Earlier scheduled for 2023, full operating capability for the UK Lightning Force will not take place until 2025. (Crown Copyright)

The UK is to delay declaring full operating capability (FOC) for its Lockheed Martin F-35 Lightning fleet, with a government minister saying it will now happen in 2025 rather than the earlier stated 2023.

Minister for the Armed Forces, James Heappey, made the disclosure while answering a question in the House of Commons on 12 September.

“Full operating capability for the Lightning Force is expected in 2025, at which point the Lightning Force will be able to operationally deploy both [617 and 809] squadrons concurrently,” he said.

Heappey's comments marked a departure from the Ministry of Defence's (MoD's) earlier stated timeline of declaring initial operating capability (IOC) for the short take-off and vertical landing (STOVL) F-35B in 2023, by which time both 617 Squadron and 809 Naval Air Squadron (NAS) would have been stood-up as the first two front-line units for the type and able to deploy with 12 aircraft each. At this time, 42 of the 48 contracted aircraft would have been delivered, and HMS Prince of Wales would be fully operational as the Royal Navy's second Queen Elizabeth-class aircraft carrier.
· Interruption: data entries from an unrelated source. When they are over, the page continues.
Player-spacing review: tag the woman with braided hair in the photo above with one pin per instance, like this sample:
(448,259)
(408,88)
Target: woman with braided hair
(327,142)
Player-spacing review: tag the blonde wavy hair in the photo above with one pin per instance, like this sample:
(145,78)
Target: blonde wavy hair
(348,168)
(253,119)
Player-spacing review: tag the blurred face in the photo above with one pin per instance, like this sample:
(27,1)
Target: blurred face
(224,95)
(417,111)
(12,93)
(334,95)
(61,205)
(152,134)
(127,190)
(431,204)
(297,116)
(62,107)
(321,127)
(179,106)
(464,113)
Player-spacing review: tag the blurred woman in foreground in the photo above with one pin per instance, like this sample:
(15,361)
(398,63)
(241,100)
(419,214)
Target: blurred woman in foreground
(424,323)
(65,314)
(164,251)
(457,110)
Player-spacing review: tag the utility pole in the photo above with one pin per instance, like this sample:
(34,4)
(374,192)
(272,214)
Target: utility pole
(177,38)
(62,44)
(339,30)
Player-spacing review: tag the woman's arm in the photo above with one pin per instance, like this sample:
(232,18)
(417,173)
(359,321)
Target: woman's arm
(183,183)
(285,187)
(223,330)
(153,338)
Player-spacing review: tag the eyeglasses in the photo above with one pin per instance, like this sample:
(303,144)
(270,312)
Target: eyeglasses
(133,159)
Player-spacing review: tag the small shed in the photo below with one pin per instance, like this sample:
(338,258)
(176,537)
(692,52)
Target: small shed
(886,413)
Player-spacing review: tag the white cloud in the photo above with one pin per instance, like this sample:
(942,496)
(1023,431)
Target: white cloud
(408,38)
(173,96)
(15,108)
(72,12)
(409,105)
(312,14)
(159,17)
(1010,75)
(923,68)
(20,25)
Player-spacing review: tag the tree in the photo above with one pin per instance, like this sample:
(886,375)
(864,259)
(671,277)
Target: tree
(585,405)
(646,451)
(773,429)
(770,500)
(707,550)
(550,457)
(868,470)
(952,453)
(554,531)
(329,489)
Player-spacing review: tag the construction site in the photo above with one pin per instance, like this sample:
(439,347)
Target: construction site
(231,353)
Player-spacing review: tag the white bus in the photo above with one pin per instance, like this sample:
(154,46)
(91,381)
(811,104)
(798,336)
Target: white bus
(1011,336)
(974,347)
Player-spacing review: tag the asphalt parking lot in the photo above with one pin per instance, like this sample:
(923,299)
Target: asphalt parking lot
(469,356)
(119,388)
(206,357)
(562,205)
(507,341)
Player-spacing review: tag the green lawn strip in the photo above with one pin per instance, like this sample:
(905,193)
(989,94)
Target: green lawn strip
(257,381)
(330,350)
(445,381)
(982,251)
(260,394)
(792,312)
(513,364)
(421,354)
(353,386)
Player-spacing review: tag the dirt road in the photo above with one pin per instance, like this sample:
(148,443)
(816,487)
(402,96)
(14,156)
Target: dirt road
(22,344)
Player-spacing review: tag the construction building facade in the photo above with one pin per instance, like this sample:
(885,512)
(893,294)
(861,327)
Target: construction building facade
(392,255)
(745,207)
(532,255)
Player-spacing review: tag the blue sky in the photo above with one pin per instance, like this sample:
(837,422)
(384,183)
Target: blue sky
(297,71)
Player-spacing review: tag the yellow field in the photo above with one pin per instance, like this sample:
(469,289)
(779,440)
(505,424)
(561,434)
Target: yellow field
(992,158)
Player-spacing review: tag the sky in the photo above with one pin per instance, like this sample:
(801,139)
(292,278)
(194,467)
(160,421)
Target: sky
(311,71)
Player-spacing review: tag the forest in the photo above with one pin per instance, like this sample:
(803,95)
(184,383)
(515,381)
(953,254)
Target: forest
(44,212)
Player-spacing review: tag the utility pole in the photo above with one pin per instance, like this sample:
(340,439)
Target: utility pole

It is unclear if the definition of FOC for the F-35B has changed, or if the definition remains the same, but deliveries have been slowed so that the first 42 aircraft will not be delivered until 2025. According to Heappey, the standing up of 809 NAS in 2023 remains on track – so that element of FOC has not changed. To date, 24 aircraft have been delivered (including one lost at sea in November 2021, to be replaced in a later procurement batch).